Met de concernregeling wordt als het ware een collectieve vrije ruimte gecreëerd waaruit alle daartoe door de betrokken werkgevers aangewezen vergoedingen en verstrekkingen belastingvrij kunnen plaatsvinden. Dit heeft tot gevolg dat binnen concernverhoudingen niet langer een splitsing hoeft te worden gemaakt tussen vergoedingen en verstrekkingen die deels ten behoeve van werknemers van het ene concernonderdeel worden gedaan en deels ten behoeve van werknemers van een ander concernonderdeel. De bij overschrijding van de gezamenlijke ruimte verschuldigde belasting moet worden aangegeven en afgedragen door het concernonderdeel met de grootste loonsom waarover bij de werknemer loonbelasting is geheven. Bij de toepassing van de concernregeling zijn de betrokken werkgevers hoofdelijk aansprakelijk voor de gehele door het concern verschuldigde belasting. Dit om veilig te stellen dat deze belasting ook wordt voldaan indien het aangewezen concernonderdeel in gebreke zou blijven om aan zijn betalingsverplichtingen te voldoen.
Vrijstelling voor korting op branche-eigen producten
De regeling voor personeelskorting die een onderdeel vormt van het «oude» regime van vrije vergoedingen en verstrekkingen wordt met ingang van 1 januari 2015 nagenoeg geheel in de vorm van een gerichte vrijstelling in de WKR gecontinueerd. Met deze maatregel wordt voorkomen dat werkgevers de relatief kleine vrije ruimte die het gevolg is van relatief veel deeltijders met relatief lage lonen, ook voor een kortingsregeling moeten gebruiken.
Wegnemen van het onderscheid tussen vergoedingen en verstrekkingen (inclusief terbeschikkingstellingen)
In de WKR geldt nu een nihilwaardering voor een aantal werkplekgerelateerde voorzieningen die door de werkgever worden verstrekt (onder verstrekken valt ook ter beschikking stellen). Uit de consultatie blijkt echter dat sommige werkgevers voorzieningen soms liever vergoeden dan verstrekken. De bijkomende administratieve lasten van vergoedingen nemen zij voor lief. Het komt ook voor dat de CAO een vergoeding voor dergelijke voorzieningen voorschrijft en de werkgever dus niet de keuze heeft tussen verstrekken of vergoeden.

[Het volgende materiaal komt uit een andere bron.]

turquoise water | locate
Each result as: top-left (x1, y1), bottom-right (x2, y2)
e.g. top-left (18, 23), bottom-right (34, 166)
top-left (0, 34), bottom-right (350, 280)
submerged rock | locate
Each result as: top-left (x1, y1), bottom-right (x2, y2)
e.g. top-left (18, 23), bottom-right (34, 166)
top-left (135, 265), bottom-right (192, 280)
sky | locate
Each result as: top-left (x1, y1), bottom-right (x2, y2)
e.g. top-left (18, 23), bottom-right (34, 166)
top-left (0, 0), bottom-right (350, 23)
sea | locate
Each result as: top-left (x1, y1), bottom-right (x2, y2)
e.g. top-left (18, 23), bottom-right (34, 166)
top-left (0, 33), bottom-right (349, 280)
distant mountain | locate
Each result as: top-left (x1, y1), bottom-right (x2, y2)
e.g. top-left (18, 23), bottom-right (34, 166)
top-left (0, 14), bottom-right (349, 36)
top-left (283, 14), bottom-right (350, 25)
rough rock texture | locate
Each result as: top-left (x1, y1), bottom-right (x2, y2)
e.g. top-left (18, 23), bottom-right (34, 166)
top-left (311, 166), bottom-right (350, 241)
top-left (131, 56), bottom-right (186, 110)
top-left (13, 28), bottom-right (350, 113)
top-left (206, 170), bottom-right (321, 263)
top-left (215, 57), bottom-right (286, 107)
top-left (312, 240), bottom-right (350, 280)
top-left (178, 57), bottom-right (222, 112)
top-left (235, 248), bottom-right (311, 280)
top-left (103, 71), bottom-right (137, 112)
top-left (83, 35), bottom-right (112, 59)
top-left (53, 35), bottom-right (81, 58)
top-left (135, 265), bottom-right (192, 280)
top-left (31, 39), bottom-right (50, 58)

Om aan deze werkgevers tegemoet te komen en om de begrijpelijkheid te verbeteren wordt een nieuwe gerichte vrijstelling gecreëerd voor een aantal werkplekgerelateerde voorzieningen waarvoor nu een nihilwaardering geldt. Daaronder vallen dan de ter beschikking gestelde, de anderszins verstrekte en de vergoede voorzieningen. Daarmee keren overigens ook de administratieve vereisten voor deze categorieën weer terug.
Vrije ruimte naar 1,2%
Uitgangspunt bij de onderhavige aanpassing van de WKR is budgetneutraliteit. Om vorenstaande maatregelen budgetneutraal in te kunnen voeren, wordt de vrije ruimte verlaagd van 1,5% naar 1,2%.